Unternehmensfinanzierung

Quelle: allstars/Shutterstock

53 Prozent der deutschen Onlinehändler haben in den vergangenen zwei Jahren zusätzliche Finanzmittel für ihre Unternehmensfinanzierung benötigt. Hierbei sind jedoch Kreditaufnahmen aufgrund der Covid-19- Krise nicht eingerechnet. Das ist das Ergebnis einer europaweiten Umfrage, die der Finanzinfrastruktur-Anbieter Banking Circle in Auftrag gegeben hat.

Unternehmensfinanzierung: Die Lücke muss geschlossen werden

19 Prozent der Befragten in Deutschland benötigten die zusätzlichen Mittel zur Deckung der Gehaltsabrechnung und weitere 32 Prozent zur Deckung der regulären Geschäftskosten. Der Bedarf an zusätzlichen Finanzmitteln ist für viele Unternehmen Realität. Dennoch zeigt die Untersuchung des Finanzinfrastruktur-Anbieters eine gravierende Lücke im Hinblick auf einen einfachen und schnellen Zugang zu Finanzmitteln.

Dies spielt in der aktuellen Situation eine noch wichtigere Rolle. 27 Prozent der Befragten in Deutschland musste zwischen drei und vier Wochen warten, bis sie das Geld zur Deckung ihrer wesentlichen Kosten erhalten haben. 31 Prozent der Teilnehmer glauben, dass sie ohne zusätzliche finanzielle Mittel gezwungen wären, Mitarbeiter zu entlassen. Und fast ein Viertel (24 Prozent) ist der Meinung, dass ihr Unternehmen ohne Zugang zu neuen Finanzmitteln letztendlich scheitert.

Angesichts der großen Belastung, die auf Unternehmen aller Größenordnungen, insbesondere auf kleinen Unternehmen herrscht, zeigt das neue Whitepaper „Mind the Gap: How payments providers can fill a banking gap for online merchants“ von Banking Circle das anhaltende Problem der finanziellen Ausgrenzung von KMUs und die Chancen für Zahlungsanbieter. Diese sind bereits mit Online-Händlern verbunden und können eine entscheidende Rolle bei der Bereitstellung umfassender Bankdienstleistungen sowie beim Zugang zu Finanzmitteln spielen.

Die wichtigsten Ergebnisse im Überblick

Grenzübergreifende Bankgeschäfte sind eine Herausforderung:

  • Im EMEA-Raum nutzen durchschnittlich 18 Prozent der deutschen Online-Händler in den verschiedenen Ländern, in denen sie tätig sind, jeweils unterschiedliche Banken. Das erhöht die Kosten und die benötigten Ressourcen.
    • 18 Prozent der deutschen Händler pflegen in jedem Land, in dem ihr Unternehmen tätig ist, eigene Bankbeziehungen
    • 41 Prozent der deutschen Händler arbeiten für alle Länder, in denen das Unternehmen tätig ist, mit nur einer Bank zusammen
    • 26 Prozent der Unternehmen in den nordischen Ländern arbeiten am ehesten mit separaten Banken in jeder Gerichtsbarkeit zusammen
    • 13,9 Prozent der französischen Händler arbeiten mit mehreren Banken zusammen
    • 20,3 Prozent der niederländischen Unternehmen arbeiten mit mehreren Banken zusammen

Von Online-Händlern genutzte Bankdienstleistungen:

  • Deutsche Händler haben am seltensten Zugang zu Lösungen, die den grenzübergreifenden Handel unterstützen.

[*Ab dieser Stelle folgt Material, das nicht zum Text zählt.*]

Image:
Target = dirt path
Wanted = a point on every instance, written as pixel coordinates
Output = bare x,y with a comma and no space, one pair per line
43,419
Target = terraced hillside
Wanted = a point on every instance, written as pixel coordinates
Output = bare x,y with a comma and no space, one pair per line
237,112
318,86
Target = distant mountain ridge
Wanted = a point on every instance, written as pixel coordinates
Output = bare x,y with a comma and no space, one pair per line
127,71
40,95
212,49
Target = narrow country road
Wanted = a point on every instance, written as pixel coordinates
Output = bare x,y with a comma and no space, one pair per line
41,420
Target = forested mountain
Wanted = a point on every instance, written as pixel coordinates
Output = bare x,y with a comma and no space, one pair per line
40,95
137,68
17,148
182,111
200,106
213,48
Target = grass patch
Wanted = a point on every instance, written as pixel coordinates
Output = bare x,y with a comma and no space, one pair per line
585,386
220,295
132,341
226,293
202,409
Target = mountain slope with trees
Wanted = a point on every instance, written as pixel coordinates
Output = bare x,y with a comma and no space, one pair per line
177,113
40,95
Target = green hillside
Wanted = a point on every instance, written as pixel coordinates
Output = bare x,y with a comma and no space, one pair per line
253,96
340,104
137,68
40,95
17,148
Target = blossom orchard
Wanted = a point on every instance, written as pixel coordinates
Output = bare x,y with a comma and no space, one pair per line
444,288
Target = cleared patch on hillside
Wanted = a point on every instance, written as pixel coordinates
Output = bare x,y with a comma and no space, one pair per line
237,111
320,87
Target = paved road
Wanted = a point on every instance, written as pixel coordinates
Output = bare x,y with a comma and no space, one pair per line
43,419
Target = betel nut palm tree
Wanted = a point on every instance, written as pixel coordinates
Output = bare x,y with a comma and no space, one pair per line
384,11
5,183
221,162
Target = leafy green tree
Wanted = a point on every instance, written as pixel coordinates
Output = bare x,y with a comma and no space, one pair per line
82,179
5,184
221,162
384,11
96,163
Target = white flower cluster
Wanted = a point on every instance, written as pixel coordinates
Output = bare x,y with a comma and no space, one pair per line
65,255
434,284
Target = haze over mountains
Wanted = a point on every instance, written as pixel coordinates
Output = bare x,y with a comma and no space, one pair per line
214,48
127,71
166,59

Dabei ist der Anteil aller Befragten die auf Abrechnungskonten (38,8 Prozent) und Devisenkonten (16,8 Prozent) zugreifen, am geringsten.
  • Knapp die Hälfte der befragten deutschen Online-Händler nutzt kurzfristige Kredite (49 v), Überziehungskredite (44 Prozent) und Finanzierungsvereinbarungen (53 Prozent)
  • 38,8 Prozent haben über ihre Hauptbank Zugang zu Abrechnungskonten für grenzübergreifende Zahlungen (38,8 Prozent)
  • 16,8 Prozent der deutschen Online-Händlern nutzen ihre Bank für Devisendienstleistungen (Foreign Exchange – FX) (16,8 Prozent)

Wie lange dauert es, bis Finanzmittel bereitgestellt sind?

  • Die Online-Händler in Deutschland gaben an, dass es bis zu sechs Monaten gedauert habe, bis sie Zugang zu finanziellen Mitteln erhielten:
    • 19,4 Prozent warteten ein bis zwei Wochen
    • 27 Prozent drei bis vier Wochen
    • 20 Prozent ein bis zwei Monate
    • 12,2 Prozent drei bis vier Monate
    • 4,6 Prozent fünf bis sechs Monate

Chancen für FinTechs und Zahlungsanbieter:

  • 87,3 Prozent der Teilnehmer sind der Meinung, dass ihr Geschäft von ihren derzeitigen Bankpartnern gut bedient wird; die deutschen Händler sind mit 83 Prozent am wenigsten zufrieden
  • 58 Prozent der unzufriedenen Unternehmen sagen, dass ihr Geschäft für ihre Bank keine Priorität hat, 36,8 Prozent der unzufriedenen deutschen Unternehmen nannten hohe Gebühren als Grund für ihre Unzufriedenheit
  • Etwa jeder vierte unzufriedene deutsche Befragte gab folgende Gründe an:
    • schlechte Qualität und uneinheitlicher Service (31,6 Prozent)
    • lange Antwortzeiten (15,8 Prozent)
    • schlechte FX-Raten (15,8 Prozent)

Unternehmensfinanzierung für Online-Händler

„Der digitale Handel ist ein schnell wachsender Sektor. Aber er ist auch ein Bereich, in dem Neueinsteiger mit zahlreichen Hindernissen konfrontiert sind, weil etablierte Finanzinstitute Angst vor dem Unbekannten haben. Das Eröffnen eines Bankkontos – Grundvoraussetzung für die meisten Unternehmen – kann sich wie eine Prüfung anfühlen“, erklärt Anders la Cour, Mitbegründer und Chief Executive Officer von Banking Circle.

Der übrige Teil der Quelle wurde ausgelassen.